Many others say that the market’s purpose, to raise long-term capital, has been hijacked by HFT. This is not the only purpose of markets. The other important purpose is to serve as a venue to quickly and cheaply exchange securities for cash and vice versa. Without this function, raising long-term capital would be less attractive, so to the extent that HFT traders add to liquidity they support the functioning of markets and are beneficial.

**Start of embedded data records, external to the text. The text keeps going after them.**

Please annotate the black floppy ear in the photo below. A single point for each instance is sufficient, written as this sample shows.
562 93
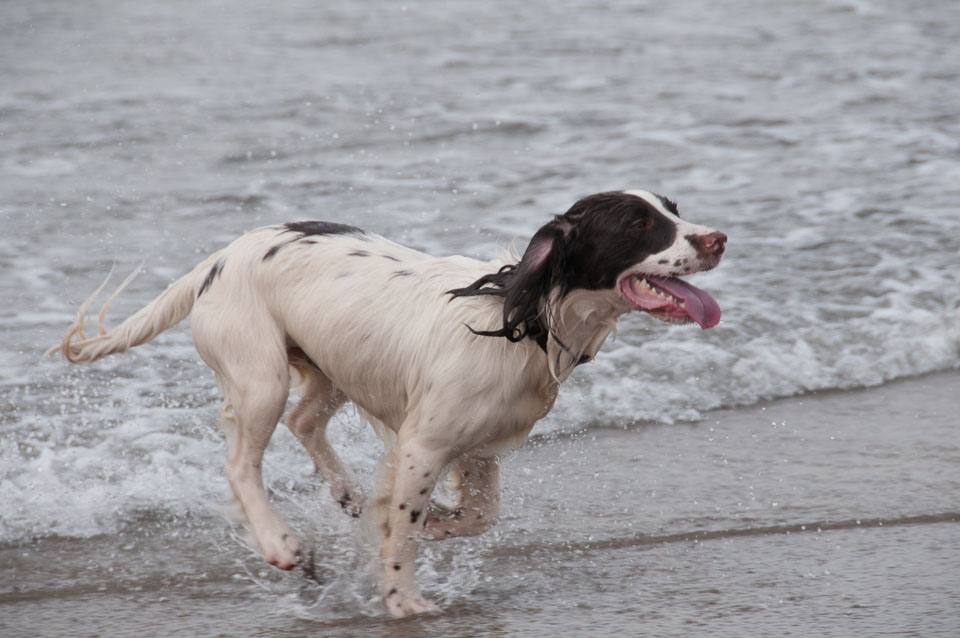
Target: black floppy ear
524 286
532 280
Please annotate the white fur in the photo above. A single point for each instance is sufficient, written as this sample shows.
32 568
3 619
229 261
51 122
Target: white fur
363 319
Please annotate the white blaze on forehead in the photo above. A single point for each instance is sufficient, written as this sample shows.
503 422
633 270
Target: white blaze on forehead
683 228
680 257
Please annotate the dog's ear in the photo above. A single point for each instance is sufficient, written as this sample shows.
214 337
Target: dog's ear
526 285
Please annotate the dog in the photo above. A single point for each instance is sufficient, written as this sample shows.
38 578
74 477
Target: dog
452 359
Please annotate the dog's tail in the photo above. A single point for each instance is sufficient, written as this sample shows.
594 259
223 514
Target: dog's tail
164 312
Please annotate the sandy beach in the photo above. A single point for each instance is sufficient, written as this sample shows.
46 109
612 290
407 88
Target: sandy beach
830 514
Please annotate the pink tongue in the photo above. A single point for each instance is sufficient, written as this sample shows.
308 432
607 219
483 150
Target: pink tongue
698 303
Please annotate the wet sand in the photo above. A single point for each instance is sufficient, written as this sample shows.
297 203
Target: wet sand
831 514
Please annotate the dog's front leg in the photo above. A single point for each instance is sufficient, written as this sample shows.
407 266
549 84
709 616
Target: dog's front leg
478 484
416 474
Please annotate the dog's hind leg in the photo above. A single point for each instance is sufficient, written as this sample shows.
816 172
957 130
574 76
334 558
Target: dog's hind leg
415 468
249 360
478 483
308 422
252 411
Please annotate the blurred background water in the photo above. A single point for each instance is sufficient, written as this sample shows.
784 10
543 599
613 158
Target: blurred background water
822 137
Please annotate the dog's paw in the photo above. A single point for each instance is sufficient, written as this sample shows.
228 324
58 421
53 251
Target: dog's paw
282 551
401 605
351 501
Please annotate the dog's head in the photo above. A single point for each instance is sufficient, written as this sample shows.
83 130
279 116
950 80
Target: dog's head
631 247
635 243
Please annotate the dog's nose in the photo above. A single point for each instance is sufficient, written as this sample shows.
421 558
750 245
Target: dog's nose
714 243
709 245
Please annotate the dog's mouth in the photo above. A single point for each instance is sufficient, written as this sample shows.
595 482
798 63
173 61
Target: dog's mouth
671 299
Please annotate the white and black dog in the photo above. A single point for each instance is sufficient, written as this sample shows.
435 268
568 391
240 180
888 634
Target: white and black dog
452 359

But do they actually add to liquidity? There is a widespread view that the liquidity offered by HFT traders is illusory because it exists for such short periods that it doesn’t allow “ordinary” traders to access it. While this may be true, consider how this has come about. Governments around the world have said that competition is important for efficiency and have opened up national and international markets to multiple trading venues. Consider now that you are a broker trying to execute an order facing best execution constraints. Why wouldn’t you place your orders on multiple markets simultaneously, and quickly withdraw orders as they start to execute on one market? This is an entirely reasonable strategy, but it creates the appearance of fleeting liquidity on those other markets. In other words, it is quite possible that HFT is a response to issues of best execution imposed on financial intermediaries by the issue of market fragmentation, which was introduced by well-meaning governments around the world.

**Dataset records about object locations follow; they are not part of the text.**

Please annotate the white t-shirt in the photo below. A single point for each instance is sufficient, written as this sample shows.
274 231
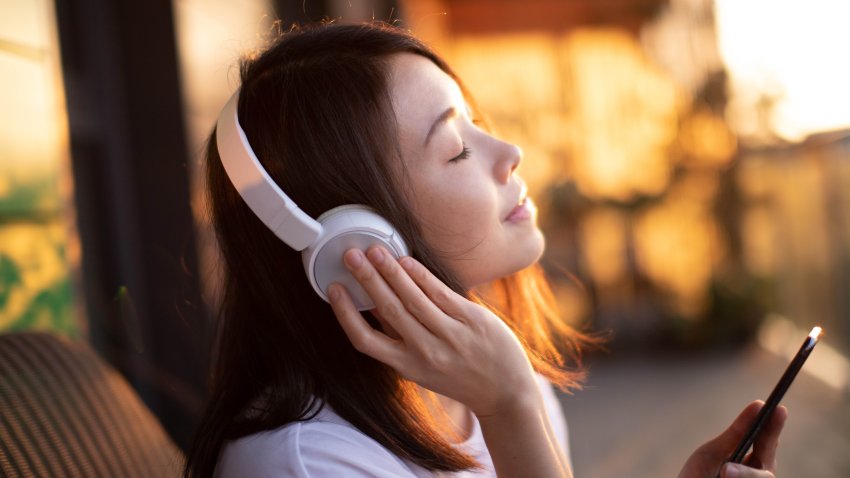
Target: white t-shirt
327 446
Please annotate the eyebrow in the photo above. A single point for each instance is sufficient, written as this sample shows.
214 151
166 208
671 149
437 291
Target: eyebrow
444 116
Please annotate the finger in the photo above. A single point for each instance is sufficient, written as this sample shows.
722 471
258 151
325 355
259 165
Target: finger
440 294
734 470
362 335
739 427
412 298
764 448
387 304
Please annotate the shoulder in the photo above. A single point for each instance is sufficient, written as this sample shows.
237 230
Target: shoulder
324 446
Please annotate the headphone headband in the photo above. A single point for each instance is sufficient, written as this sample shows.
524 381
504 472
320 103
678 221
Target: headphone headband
265 198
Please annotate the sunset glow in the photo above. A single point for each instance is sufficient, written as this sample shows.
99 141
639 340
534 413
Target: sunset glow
786 56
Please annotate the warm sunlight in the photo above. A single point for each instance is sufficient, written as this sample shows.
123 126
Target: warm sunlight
787 64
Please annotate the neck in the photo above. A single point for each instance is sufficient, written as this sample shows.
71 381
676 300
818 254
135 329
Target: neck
453 418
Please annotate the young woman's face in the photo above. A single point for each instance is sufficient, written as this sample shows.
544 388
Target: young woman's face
471 205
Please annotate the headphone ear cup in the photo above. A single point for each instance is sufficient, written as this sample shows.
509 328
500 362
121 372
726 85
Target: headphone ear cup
343 228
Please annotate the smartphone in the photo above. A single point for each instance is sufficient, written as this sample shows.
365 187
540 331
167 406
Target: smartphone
776 395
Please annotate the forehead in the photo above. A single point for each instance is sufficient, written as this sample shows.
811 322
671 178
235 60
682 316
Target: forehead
420 92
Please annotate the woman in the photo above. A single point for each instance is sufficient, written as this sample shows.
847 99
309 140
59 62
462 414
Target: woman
444 375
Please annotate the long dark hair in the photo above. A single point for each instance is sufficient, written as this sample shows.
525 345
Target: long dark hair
316 109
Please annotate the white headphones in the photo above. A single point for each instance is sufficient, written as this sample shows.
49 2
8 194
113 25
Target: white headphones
322 242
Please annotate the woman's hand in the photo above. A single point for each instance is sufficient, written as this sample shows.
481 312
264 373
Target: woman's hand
708 459
435 337
456 348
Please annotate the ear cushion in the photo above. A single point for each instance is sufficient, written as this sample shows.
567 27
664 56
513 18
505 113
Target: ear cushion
343 228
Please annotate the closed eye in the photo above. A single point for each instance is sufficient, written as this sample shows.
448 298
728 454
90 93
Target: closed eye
463 155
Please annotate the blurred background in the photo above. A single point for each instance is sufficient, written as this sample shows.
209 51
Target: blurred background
691 160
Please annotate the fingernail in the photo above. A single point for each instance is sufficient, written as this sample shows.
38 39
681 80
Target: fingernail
376 255
353 258
732 470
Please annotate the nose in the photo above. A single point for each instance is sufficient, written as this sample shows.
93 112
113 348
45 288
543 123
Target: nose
509 158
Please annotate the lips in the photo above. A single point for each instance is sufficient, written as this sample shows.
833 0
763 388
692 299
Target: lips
523 206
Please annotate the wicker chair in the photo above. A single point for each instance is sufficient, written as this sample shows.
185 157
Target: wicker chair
64 412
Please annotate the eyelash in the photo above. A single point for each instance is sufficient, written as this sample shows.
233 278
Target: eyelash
463 155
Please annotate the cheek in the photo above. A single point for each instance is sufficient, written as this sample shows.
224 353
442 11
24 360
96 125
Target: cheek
459 227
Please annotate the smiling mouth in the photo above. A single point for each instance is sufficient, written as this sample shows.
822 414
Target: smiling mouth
523 206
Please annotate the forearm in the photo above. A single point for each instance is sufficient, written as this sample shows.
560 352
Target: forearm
522 443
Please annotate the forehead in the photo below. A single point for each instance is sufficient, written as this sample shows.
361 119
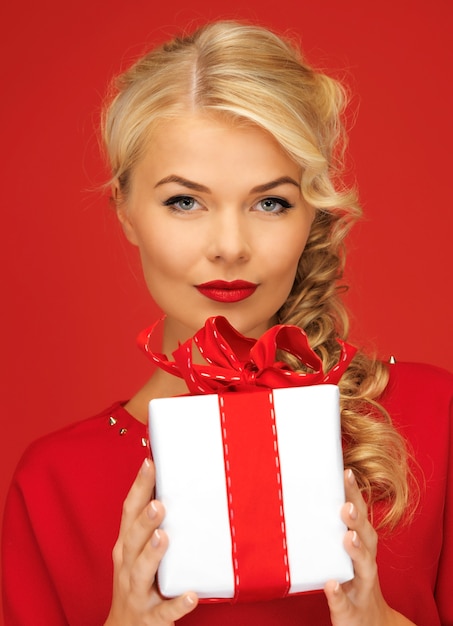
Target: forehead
199 144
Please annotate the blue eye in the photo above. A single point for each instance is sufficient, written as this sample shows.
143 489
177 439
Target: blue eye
273 205
181 203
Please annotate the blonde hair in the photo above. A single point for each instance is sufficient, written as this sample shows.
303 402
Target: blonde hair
247 73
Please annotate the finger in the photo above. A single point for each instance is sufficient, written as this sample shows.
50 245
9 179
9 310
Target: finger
144 568
172 610
142 532
364 562
354 513
139 495
353 494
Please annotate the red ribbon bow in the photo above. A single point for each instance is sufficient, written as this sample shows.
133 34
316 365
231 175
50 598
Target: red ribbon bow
238 363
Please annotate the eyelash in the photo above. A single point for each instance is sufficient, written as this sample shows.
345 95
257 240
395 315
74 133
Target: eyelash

Exchanges have now set up co-location services to cater for this need to be able to insert and withdraw orders quickly. Many regard this as the root of all evil because it gives those located in these venues speed advantages over those not co-located. An added complaint is that this service is only available to the wealthy. We are asked to consider the fate of the ordinary investors out in suburbia who are reportedly leaving the market in droves as a result of HFT. What nonsense. The buy-side was set up precisely to reduce the search and infrastructure costs of the “ordinary” investor by combining their wealth, and co-locating to maximise execution capabilities seeks to advantage the same clients.

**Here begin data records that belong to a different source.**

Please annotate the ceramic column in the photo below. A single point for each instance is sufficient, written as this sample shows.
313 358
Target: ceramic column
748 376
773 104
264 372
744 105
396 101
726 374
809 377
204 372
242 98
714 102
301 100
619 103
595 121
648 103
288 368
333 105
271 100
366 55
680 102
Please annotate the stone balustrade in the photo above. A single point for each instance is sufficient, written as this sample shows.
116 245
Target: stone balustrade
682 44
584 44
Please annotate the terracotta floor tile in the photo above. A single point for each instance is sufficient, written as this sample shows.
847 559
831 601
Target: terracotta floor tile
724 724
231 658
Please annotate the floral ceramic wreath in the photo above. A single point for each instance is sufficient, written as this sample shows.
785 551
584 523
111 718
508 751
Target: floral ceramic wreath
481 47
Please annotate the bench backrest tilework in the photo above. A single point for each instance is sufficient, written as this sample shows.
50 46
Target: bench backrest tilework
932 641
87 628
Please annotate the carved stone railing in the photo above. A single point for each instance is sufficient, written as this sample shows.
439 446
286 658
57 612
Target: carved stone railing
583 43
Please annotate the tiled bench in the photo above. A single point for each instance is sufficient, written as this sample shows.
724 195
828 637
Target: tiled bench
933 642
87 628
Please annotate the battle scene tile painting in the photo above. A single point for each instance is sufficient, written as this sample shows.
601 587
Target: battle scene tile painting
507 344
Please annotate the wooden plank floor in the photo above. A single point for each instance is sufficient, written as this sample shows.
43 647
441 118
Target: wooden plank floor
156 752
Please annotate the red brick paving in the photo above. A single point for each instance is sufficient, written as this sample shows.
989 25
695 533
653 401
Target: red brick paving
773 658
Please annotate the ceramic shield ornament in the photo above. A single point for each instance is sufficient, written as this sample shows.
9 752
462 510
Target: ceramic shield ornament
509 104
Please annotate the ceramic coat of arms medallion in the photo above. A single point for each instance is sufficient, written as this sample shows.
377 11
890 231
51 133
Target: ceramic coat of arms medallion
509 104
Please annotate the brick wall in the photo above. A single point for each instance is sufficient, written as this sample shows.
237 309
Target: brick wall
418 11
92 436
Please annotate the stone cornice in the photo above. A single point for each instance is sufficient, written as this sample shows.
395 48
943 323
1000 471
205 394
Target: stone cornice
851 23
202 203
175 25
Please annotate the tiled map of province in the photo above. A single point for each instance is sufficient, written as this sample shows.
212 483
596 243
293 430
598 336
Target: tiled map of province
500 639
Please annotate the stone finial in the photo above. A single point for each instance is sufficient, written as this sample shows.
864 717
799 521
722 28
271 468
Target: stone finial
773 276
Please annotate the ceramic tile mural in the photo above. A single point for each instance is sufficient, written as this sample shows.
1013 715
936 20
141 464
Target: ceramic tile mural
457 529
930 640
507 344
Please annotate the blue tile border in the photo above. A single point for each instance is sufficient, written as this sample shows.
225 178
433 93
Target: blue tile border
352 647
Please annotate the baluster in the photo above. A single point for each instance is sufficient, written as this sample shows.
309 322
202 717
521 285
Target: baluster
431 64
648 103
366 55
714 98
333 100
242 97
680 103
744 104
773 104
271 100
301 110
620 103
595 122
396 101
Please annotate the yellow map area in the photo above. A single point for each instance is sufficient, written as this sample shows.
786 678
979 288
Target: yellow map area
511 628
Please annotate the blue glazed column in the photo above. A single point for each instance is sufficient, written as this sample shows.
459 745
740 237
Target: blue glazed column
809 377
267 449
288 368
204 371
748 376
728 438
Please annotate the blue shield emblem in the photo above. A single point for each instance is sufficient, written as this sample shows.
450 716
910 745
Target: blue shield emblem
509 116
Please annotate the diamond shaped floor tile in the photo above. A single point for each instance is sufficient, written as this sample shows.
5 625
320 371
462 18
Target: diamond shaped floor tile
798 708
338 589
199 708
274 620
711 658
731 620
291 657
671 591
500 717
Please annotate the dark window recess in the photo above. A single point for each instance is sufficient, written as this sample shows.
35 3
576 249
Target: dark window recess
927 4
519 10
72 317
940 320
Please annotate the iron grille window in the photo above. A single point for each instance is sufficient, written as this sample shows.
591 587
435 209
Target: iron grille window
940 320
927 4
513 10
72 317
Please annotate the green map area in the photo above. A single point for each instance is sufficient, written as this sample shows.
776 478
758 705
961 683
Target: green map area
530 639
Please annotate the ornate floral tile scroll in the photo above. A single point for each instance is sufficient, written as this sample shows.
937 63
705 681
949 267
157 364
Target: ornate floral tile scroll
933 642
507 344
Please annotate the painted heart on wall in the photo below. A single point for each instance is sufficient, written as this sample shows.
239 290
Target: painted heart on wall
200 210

The key issue is not execution services, but rather whether the sell-side should be permitted to use these services for themselves while simultaneously using them for clients without the clients knowing. This is easily fixed by insisting that the sell-side tell you (or more importantly the regulator … which currently doesn’t happen … go figure!) when they are trading as principal or as agent. But this has been an issue for the last two decades. It is not a recent problem. Indeed the problem of line speed itself has been an unresolved issue since the beginning of automation back in 1987.

The fact that the exchanges have come up with a solution that enables everyone to be precisely the same cable distance from the executing trade computer is, in fact, levelling the playing field for the first time. Co-location which facilitates HFT is like any other technological innovation – unfavoured by technophobes and the laggards (primarily the poor performing buy-side who can’t afford the current fees) but eventually destined to be commoditised, so that everyone can have it at low cost just like brokering services. The introduction of automated trading and direct market access (initially opposed by many sell-siders) has reduced the cost of brokerage from 200 basis points to 11 basis points and less. That means of course that brokers have to get their revenues from other lines of business, and HFT is just them trying to do exactly that.

It was initially surprising to hear parties like the ASX suggesting a halt to such activities, especially when they make a lot of their money from these endeavours. How can that be rational? It’s perfectly rational when you realise that HFT found its way into the markets as a result of fragmentation and that to reduce its impact, you need to go back to the so-called natural monopolies of single exchange venues.

So how do we sort these issues out? More generally, how do we decide whether HFT or any other market structure change is good or bad for markets? Believe it or not, the answer lies in the mandate of regulators, since they are required to vouch that any change they authorise passes the dual test of fairness and efficiency. This means that they need to define and seek measurement proxies for fairness and efficiency and then measure them pre and post market structure changes. Back to you, Mr Yanco.

Mike Aitken is a Professor of Finance in the Australian School of Business, and chair of Market Capital Technologies, UNSW. 

This opinion piece first appeared in the Australian Financial Review.